La misura dà nuova linfa ai titoli bancari (e ai rendimenti): un’idea difensiva firmata BNP Paribas.
La situazione geopolitica non è delle più semplici e l’Unione Europea è chiamata mai come ora ad unirsi e a porre in essere decisioni coraggiose. È così, in scia alla presentazione del “ReArm Europe”, un piano da 800 miliardi di euro per la difesa del continente, che prevede sostanzialmente l’esclusione dal Patto di stabilità delle spese militari, al fine di stimolare il riarmo del Vecchio Continente, la Germania si accinge all’abolizione del cosiddetto “freno al debito” (“debt break”), una norma che ha rappresentato per oltre 15 anni un caposaldo economico ma anche ideologico per l’Unione. La norma fu inserita addirittura nella costituzione tedesca dal governo Merkel nel 2009, nel pieno della crisi dei subprime, rendendo di fatto impossibile gli investimenti pubblici in deficit ed imponendo il pareggio di bilancio. Il debt brake rappresenta la massima espressione legislativa del pensiero ordoliberalista secondo il quale lo Stato non può (e non deve) intervenire nell’economia di un paese stimolando la spesa pubblica, nemmeno in periodi di forte recessione; tale ideologia rientra nei principi fondativi alla base dell’Unione Europea a partire dal trattato di Maastricht (che ha imposto vincoli a deficit e stock di debito pubblico) e fino all’adozione del Six Pack del 2011, che ha introdotto importanti novità nel Patto di stabilità. Soltanto in quest’ottica si può comprendere pienamente la portata storica di quanto sta per accadere in Germania, dove Merz, prendendo in prestito l’espressione “Whatever it takes”, ha annunciato l’accordo tra CDU e SPD per eliminare il debt brake dalla costituzione tedesca.

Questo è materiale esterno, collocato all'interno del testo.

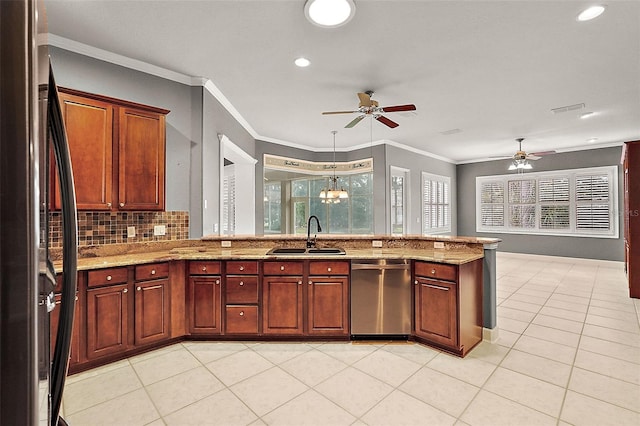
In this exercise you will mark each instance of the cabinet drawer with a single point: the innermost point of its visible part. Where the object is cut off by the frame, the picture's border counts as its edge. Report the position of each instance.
(242, 289)
(283, 268)
(110, 276)
(436, 270)
(204, 267)
(242, 320)
(328, 268)
(242, 267)
(152, 271)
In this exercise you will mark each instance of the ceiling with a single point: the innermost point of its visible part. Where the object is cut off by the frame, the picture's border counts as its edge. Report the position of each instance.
(481, 73)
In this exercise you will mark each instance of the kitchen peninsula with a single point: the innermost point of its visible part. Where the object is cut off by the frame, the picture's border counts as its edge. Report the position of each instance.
(136, 297)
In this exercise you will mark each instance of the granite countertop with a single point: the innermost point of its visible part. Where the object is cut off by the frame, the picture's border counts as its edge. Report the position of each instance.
(455, 257)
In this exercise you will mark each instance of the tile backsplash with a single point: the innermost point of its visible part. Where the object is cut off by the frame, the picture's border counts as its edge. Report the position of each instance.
(95, 228)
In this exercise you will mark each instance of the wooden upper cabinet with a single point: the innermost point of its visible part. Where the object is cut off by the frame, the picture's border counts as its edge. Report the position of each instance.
(141, 162)
(89, 125)
(117, 152)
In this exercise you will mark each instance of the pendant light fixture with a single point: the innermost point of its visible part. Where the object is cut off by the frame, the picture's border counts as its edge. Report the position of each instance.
(333, 195)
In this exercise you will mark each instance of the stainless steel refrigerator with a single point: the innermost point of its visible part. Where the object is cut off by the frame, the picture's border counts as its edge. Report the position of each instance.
(32, 376)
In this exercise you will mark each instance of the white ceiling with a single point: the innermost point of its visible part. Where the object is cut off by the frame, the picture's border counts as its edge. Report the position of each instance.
(492, 69)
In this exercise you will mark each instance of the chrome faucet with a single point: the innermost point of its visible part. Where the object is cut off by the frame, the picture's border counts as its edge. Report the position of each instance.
(309, 242)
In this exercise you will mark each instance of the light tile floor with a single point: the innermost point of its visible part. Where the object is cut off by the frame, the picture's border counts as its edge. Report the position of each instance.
(568, 354)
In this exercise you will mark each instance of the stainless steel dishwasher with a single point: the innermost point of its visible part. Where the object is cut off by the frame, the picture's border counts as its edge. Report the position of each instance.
(380, 298)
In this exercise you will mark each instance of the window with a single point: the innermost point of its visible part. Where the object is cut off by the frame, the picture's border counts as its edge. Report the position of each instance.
(579, 202)
(399, 187)
(436, 207)
(272, 207)
(353, 215)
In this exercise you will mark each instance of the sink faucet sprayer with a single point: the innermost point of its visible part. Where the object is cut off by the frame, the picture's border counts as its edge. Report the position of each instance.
(309, 242)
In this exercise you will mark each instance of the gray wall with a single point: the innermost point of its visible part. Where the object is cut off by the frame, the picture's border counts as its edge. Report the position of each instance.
(92, 75)
(581, 247)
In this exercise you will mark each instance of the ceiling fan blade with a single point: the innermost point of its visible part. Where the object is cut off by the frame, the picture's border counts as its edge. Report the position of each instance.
(384, 120)
(354, 121)
(338, 112)
(365, 100)
(542, 153)
(395, 108)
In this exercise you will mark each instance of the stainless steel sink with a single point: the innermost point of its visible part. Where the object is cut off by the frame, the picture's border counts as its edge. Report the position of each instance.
(287, 250)
(325, 250)
(302, 251)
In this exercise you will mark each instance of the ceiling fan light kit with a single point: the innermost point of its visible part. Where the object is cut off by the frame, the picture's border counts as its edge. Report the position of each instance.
(369, 106)
(591, 13)
(329, 13)
(333, 195)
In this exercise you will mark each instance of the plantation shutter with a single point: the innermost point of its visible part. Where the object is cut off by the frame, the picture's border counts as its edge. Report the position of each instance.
(592, 202)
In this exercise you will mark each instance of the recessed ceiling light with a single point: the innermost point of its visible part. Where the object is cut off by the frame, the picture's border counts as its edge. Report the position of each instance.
(302, 62)
(590, 13)
(329, 13)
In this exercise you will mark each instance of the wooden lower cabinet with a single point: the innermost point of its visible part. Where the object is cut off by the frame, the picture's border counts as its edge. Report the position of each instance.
(241, 319)
(328, 298)
(107, 320)
(205, 305)
(282, 305)
(151, 311)
(436, 316)
(448, 305)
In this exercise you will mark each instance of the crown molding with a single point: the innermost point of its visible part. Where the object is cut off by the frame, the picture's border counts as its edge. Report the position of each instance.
(209, 86)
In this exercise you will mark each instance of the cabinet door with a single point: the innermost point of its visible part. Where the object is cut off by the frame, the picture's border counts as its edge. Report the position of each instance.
(328, 311)
(89, 124)
(205, 305)
(151, 311)
(107, 320)
(436, 312)
(141, 160)
(282, 305)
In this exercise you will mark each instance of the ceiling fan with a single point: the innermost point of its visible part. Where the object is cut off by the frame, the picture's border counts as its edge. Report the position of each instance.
(369, 106)
(520, 157)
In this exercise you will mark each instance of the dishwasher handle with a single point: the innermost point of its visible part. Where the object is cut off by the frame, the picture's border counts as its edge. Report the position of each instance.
(369, 266)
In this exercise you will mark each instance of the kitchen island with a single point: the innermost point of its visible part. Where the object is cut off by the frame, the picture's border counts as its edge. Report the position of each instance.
(136, 297)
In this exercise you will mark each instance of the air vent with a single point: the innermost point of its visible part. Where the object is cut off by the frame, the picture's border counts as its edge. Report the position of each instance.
(567, 108)
(450, 132)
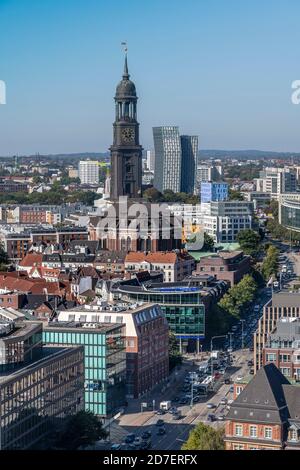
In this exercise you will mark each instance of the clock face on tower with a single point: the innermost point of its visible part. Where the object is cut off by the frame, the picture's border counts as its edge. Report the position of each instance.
(128, 134)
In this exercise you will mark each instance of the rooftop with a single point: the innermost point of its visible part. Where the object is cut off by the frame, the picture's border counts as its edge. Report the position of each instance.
(49, 352)
(71, 326)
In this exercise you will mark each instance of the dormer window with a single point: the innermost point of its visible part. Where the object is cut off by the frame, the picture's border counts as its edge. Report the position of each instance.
(293, 435)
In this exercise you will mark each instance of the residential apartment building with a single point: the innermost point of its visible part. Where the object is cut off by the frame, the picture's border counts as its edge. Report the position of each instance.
(175, 160)
(175, 266)
(228, 266)
(283, 348)
(209, 173)
(88, 172)
(265, 414)
(282, 305)
(276, 181)
(147, 340)
(211, 191)
(224, 220)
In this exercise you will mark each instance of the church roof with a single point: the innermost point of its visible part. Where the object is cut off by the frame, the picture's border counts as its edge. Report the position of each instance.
(126, 88)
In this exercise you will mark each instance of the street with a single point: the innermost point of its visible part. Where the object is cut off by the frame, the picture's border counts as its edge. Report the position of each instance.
(177, 432)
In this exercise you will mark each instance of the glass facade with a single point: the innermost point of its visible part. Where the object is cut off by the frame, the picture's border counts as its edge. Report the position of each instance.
(37, 398)
(189, 148)
(167, 145)
(22, 346)
(104, 364)
(184, 311)
(290, 214)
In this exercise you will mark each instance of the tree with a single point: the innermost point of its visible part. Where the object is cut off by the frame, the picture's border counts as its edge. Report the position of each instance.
(175, 357)
(204, 437)
(270, 264)
(235, 195)
(239, 296)
(208, 243)
(249, 241)
(153, 195)
(81, 430)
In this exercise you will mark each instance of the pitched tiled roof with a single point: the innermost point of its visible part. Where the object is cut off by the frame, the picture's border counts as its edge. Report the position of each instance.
(263, 399)
(158, 257)
(32, 259)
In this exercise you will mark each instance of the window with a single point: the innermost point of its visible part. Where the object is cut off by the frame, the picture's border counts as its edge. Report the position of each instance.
(268, 433)
(238, 447)
(284, 358)
(285, 371)
(293, 435)
(253, 431)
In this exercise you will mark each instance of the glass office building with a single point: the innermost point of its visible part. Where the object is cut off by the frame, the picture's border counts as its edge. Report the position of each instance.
(289, 214)
(211, 191)
(35, 399)
(167, 145)
(182, 306)
(105, 361)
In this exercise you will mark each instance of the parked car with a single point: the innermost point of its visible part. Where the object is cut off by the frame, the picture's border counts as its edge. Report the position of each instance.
(145, 445)
(172, 410)
(129, 438)
(160, 422)
(161, 431)
(115, 447)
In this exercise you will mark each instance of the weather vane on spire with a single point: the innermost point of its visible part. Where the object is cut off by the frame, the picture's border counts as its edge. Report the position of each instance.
(125, 46)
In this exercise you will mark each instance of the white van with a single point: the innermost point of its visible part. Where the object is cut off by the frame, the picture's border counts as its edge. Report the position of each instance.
(165, 405)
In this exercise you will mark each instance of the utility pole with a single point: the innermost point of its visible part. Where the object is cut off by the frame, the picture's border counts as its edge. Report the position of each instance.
(211, 360)
(242, 321)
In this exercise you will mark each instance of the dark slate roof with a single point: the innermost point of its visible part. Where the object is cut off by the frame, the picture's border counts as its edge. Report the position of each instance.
(292, 396)
(90, 244)
(263, 399)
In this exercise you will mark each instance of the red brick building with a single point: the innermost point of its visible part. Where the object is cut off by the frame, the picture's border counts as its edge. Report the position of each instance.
(228, 266)
(147, 340)
(265, 414)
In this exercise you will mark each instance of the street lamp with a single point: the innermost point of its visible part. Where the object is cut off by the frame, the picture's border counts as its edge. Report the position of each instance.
(211, 361)
(243, 321)
(230, 341)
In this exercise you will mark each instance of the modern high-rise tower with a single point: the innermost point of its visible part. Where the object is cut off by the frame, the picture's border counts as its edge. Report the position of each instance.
(126, 152)
(189, 149)
(175, 160)
(167, 145)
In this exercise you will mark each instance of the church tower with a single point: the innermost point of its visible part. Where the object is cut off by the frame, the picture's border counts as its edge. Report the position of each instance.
(126, 152)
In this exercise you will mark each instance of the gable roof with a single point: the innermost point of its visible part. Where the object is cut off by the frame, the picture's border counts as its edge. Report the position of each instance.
(263, 399)
(158, 257)
(32, 259)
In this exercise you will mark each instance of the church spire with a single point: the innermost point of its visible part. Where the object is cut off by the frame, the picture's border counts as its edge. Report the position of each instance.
(125, 74)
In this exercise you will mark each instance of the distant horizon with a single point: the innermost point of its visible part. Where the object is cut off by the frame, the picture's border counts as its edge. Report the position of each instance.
(107, 153)
(196, 65)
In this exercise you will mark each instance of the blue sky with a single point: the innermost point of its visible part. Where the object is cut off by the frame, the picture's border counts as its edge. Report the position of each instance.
(221, 69)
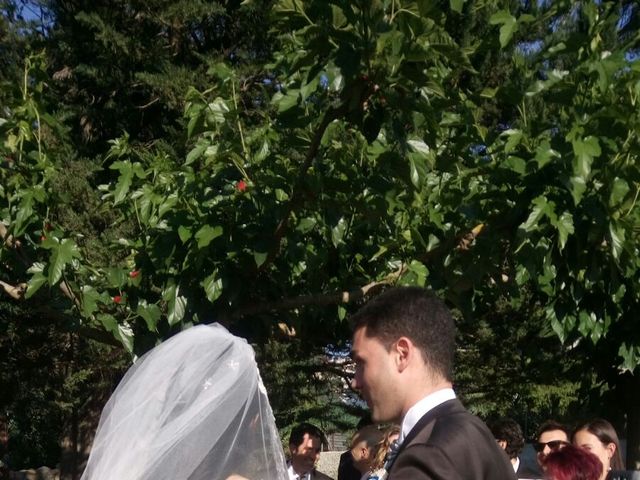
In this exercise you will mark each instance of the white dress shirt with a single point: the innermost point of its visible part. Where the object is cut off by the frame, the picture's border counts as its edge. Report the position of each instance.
(416, 412)
(294, 476)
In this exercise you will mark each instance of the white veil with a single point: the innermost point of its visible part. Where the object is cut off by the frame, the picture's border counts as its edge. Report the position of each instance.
(193, 408)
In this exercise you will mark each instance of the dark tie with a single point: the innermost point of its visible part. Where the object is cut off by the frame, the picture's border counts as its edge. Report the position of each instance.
(391, 456)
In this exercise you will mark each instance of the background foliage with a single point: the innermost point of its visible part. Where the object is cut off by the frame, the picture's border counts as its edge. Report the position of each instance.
(270, 164)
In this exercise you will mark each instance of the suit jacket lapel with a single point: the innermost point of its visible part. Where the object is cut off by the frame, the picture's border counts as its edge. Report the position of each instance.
(426, 423)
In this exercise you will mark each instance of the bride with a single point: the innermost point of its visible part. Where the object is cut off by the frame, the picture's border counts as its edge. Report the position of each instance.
(193, 408)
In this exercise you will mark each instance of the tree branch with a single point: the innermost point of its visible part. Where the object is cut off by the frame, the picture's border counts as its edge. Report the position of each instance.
(17, 292)
(321, 299)
(329, 116)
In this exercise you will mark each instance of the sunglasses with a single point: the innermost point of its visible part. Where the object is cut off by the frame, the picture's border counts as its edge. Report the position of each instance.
(553, 445)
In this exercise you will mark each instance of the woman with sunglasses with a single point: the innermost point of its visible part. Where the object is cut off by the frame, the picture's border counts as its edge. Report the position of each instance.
(571, 463)
(599, 437)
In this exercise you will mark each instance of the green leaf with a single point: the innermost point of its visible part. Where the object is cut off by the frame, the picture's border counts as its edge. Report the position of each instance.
(125, 335)
(286, 102)
(194, 154)
(219, 109)
(417, 169)
(150, 313)
(577, 186)
(540, 206)
(124, 180)
(61, 254)
(416, 274)
(619, 190)
(90, 299)
(116, 277)
(508, 28)
(630, 357)
(564, 225)
(584, 152)
(184, 233)
(338, 231)
(212, 286)
(556, 325)
(306, 224)
(207, 234)
(617, 236)
(456, 5)
(381, 251)
(35, 282)
(515, 137)
(109, 323)
(544, 154)
(176, 304)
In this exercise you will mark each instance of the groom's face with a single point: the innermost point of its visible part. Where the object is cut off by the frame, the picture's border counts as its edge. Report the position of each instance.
(305, 455)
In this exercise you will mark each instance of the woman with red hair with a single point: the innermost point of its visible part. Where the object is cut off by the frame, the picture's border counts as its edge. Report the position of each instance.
(571, 463)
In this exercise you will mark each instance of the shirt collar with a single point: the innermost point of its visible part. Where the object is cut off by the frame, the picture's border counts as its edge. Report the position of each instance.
(516, 465)
(295, 476)
(416, 412)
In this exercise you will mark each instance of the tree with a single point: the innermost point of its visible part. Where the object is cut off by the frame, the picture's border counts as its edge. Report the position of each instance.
(370, 151)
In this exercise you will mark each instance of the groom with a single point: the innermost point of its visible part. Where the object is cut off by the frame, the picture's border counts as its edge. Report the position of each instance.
(403, 347)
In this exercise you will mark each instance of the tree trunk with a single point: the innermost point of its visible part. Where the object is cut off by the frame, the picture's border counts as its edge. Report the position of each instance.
(632, 385)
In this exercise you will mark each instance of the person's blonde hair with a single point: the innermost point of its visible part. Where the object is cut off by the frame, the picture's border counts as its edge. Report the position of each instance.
(382, 448)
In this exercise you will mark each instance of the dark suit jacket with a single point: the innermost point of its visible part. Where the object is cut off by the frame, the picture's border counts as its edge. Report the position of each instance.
(525, 471)
(346, 470)
(448, 443)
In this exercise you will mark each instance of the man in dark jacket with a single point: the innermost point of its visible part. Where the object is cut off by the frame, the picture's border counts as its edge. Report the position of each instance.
(403, 347)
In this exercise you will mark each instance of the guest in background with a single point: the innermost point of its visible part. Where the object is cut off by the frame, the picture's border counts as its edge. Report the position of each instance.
(509, 436)
(346, 469)
(364, 446)
(571, 463)
(305, 444)
(551, 436)
(391, 435)
(599, 437)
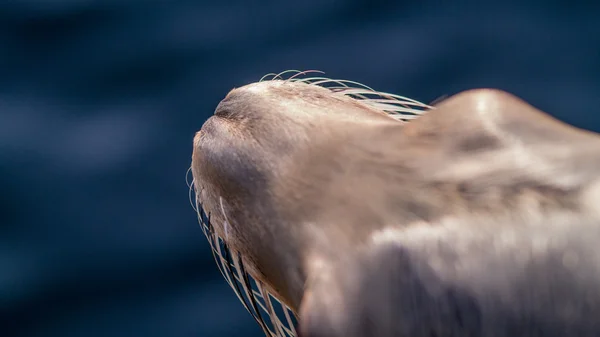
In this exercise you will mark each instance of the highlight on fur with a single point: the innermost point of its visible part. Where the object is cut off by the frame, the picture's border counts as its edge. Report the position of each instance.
(274, 317)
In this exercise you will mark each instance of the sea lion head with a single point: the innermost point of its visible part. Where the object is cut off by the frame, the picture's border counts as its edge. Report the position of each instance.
(383, 216)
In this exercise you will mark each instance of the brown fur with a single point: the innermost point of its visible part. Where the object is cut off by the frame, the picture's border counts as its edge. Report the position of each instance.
(480, 218)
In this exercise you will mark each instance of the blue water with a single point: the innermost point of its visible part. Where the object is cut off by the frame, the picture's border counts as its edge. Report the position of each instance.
(99, 102)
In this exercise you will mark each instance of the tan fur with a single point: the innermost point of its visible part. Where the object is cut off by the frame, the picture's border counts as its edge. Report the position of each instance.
(331, 200)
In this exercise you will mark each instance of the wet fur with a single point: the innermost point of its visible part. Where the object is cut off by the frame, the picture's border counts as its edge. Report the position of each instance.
(479, 218)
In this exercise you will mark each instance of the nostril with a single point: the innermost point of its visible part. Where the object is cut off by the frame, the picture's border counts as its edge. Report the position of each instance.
(232, 106)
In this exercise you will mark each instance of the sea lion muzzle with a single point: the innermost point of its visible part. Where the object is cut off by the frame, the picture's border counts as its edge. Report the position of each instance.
(369, 214)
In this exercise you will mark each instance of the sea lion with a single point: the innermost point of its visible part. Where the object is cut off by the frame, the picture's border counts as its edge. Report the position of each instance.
(481, 217)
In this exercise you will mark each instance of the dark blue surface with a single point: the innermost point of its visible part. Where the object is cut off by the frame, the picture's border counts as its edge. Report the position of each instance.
(99, 102)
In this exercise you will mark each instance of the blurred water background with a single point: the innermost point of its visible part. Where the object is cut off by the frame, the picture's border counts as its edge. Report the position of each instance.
(100, 100)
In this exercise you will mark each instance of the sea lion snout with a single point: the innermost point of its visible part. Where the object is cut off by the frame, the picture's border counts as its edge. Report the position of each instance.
(479, 218)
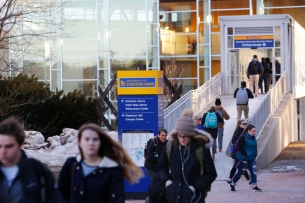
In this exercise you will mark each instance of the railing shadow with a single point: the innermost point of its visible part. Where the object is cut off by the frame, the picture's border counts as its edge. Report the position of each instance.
(269, 104)
(196, 99)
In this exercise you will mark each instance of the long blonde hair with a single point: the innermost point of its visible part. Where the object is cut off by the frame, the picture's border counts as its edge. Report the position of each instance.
(114, 151)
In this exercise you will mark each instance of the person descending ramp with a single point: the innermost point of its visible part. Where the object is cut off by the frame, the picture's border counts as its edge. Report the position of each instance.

La reazione del mercato obbligazionario è stata pressoché immediata: il Bund Future è crollato da 131 a 129 ed il decennale tedesco è passato dal 2,5% al 2,67%, con i rendimenti che si sono innalzati maggiormente sulla parte lunga della curva: il cosiddetto bear steepening, il movimento che riflette aspettative di inflazione in aumento, con gli investitori che vendono obbligazioni soprattutto a lungo termine. Come è noto, l’incremento dei tassi di interesse, in particolar modo quelli a lungo termine, favorisce la gestione operativa delle banche, creando così le condizioni teorica per l’avanzata dei titoli bancari, che in Italia sono favoriti anche dal risiko in atto.
Andando ad analizzare un’idea su questo settore, citiamo quindi il Phoenix Memory Airbag Callable (ISIN: XS2966739273) emesso da BNP Paribas e scritto su un basket composto proprio da Unicredit, Banca MPS, BPER e Banco BPM. Il prodotto paga premi condizionati (trigger premio posto al 55% dei rispettivi strike price) pari allo 0,95% mensile (11,4% p.a.), con durata pari a tre anni e mezzo; a partire dal 5 settembre 2025, il certificato potrà essere richiamato anticipatamente a discrezione di BNP, in virtù della presenza dell’opzione callable in capo all’emittente, che può rimborsare il valore nominale dello strumento (pari a 100 euro) insieme ad un ultimo premio dello 0,95%. Al fine di contenere il drawdown nel caso di eventuali ribassi dei sottostanti, il prodotto è dotato di effetto airbag, che consente di ridurre significativamente la performance negativa del prodotto nel caso in cui uno dei titoli scendesse al di sotto della barriera capitale, conferendo al certificato una maggiore tenuta del prezzo durante la sua vita: nei certificati dotati di tale effetto la performance negativa verrà infatti calcolata a partire dalla barriera e non dallo strike, per una significativa riduzione delle perdite in caso di evento barriera. La barriera capitale è posta al 55% dei rispettivi valori di fixing iniziale, determinati in chiusura del 5 marzo.
Il prodotto è attualmente esposto sul segmento Cert-X di Borsa Italiana ad un prezzo lettera vicino alla parità, per un rendimento potenziale a scadenza pari all’11,7% annualizzato circa ed una performance negativa ammortizzata grazie all’effetto airbag in caso di evento barriera (ad un -50% del worst of corrisponde un -9% circa, senza considerare gli eventuali premi incassati).